Coordinated Universal Time (abbreviated to UTC) is the primary time standard by which the world regulates clocks and time. It is within about 1 second of mean solar time at 0° longitude; it does not observe daylight saving time. For most purposes, UTC is considered interchangeable with Greenwich Mean Time (GMT), but GMT is no longer precisely defined by the scientific community.
The first Coordinated Universal Time was informally adopted on 1 January 1960, but the official abbreviation of UTC and the official English name of Coordinated Universal Time (along with the French equivalent), was not adopted until 1967.

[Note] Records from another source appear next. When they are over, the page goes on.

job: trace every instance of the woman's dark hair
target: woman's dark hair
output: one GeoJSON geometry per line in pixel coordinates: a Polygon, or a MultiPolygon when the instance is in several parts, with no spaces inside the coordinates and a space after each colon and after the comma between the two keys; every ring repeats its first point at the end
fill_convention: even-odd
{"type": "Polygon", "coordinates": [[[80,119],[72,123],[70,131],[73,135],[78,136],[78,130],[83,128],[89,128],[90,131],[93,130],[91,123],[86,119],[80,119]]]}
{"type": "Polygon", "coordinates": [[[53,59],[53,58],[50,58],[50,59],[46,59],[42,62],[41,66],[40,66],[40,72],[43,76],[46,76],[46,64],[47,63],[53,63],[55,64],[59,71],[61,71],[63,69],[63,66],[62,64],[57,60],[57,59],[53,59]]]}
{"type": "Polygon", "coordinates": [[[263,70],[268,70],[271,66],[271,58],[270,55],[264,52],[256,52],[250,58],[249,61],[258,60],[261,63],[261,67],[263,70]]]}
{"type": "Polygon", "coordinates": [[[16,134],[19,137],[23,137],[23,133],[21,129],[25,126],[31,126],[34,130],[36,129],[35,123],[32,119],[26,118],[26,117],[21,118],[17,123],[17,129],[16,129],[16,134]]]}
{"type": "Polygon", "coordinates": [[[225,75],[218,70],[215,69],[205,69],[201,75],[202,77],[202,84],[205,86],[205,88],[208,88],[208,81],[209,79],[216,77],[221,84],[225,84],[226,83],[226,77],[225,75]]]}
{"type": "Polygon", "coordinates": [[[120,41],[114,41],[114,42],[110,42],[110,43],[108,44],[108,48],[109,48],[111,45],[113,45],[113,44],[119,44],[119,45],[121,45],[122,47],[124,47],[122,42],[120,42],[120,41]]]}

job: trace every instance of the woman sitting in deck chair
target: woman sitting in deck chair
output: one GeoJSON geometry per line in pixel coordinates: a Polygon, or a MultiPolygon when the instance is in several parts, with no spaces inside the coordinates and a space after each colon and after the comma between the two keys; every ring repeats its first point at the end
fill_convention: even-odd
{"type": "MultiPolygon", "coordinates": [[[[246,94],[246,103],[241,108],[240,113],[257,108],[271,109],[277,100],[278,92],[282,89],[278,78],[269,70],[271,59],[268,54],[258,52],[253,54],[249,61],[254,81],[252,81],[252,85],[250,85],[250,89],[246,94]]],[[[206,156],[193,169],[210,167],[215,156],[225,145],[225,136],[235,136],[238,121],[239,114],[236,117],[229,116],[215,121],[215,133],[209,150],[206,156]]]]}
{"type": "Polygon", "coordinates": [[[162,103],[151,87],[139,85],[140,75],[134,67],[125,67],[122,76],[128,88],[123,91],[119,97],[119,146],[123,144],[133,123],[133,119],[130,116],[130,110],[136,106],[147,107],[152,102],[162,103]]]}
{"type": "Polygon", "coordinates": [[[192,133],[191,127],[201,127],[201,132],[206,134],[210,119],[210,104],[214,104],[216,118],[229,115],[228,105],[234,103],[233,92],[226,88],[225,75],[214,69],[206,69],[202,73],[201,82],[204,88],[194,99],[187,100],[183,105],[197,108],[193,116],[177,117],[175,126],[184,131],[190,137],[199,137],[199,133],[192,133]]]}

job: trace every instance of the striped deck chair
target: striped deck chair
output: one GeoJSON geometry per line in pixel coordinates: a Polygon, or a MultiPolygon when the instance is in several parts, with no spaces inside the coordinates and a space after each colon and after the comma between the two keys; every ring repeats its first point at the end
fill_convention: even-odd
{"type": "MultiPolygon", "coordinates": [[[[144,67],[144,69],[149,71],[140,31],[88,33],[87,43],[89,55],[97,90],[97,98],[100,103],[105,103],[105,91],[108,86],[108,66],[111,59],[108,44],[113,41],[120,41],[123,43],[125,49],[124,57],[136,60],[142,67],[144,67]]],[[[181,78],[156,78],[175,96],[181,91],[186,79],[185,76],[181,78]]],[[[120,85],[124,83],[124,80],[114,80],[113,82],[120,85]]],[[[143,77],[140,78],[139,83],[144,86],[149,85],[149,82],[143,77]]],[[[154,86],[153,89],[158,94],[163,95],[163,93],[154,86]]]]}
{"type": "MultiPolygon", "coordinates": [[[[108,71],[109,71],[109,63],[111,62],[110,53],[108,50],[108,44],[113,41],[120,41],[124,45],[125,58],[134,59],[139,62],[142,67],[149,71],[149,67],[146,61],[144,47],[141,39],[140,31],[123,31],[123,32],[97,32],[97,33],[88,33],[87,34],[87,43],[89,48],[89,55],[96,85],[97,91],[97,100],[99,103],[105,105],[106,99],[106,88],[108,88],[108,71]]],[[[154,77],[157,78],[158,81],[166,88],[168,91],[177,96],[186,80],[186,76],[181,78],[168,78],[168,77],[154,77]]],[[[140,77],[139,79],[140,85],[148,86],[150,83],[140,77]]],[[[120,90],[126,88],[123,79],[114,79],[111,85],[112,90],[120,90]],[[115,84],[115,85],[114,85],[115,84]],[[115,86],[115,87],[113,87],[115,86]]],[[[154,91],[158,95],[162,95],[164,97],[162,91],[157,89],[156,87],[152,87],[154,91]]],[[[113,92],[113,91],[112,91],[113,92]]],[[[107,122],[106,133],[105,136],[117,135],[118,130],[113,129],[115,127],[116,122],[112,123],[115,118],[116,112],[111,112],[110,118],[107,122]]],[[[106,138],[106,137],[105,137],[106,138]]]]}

The system was adjusted several times, including a brief period where time coordination radio signals broadcast both UTC and "Stepped Atomic Time (SAT)" until a new UTC was adopted in 1970 and implemented in 1972. This change also adopted leap seconds to simplify future adjustments. This CCIR Recommendation 460 "stated that (a) carrier frequencies and time intervals should be maintained constant and should correspond to the definition of the SI second; (b) step adjustments, when necessary, should be exactly 1 s to maintain approximate agreement with Universal Time (UT); and (c) standard signals should contain information on the difference between UTC and UT."
A number of proposals have been made to replace UTC with a new system that would eliminate leap seconds, and the decision to remove them altogether has been deferred until 2023.
The current version of UTC is defined by International Telecommunications Union Recommendation (ITU-R TF.460-6), Standard-frequency and time-signal emissions and is based on International Atomic Time (TAI) with leap seconds added at irregular intervals to compensate for the slowing of Earth's rotation. Leap seconds are inserted as necessary to keep UTC within 0.9 seconds of universal time, UT1. See the "Current number of leap seconds" section for the number of leap seconds inserted to date.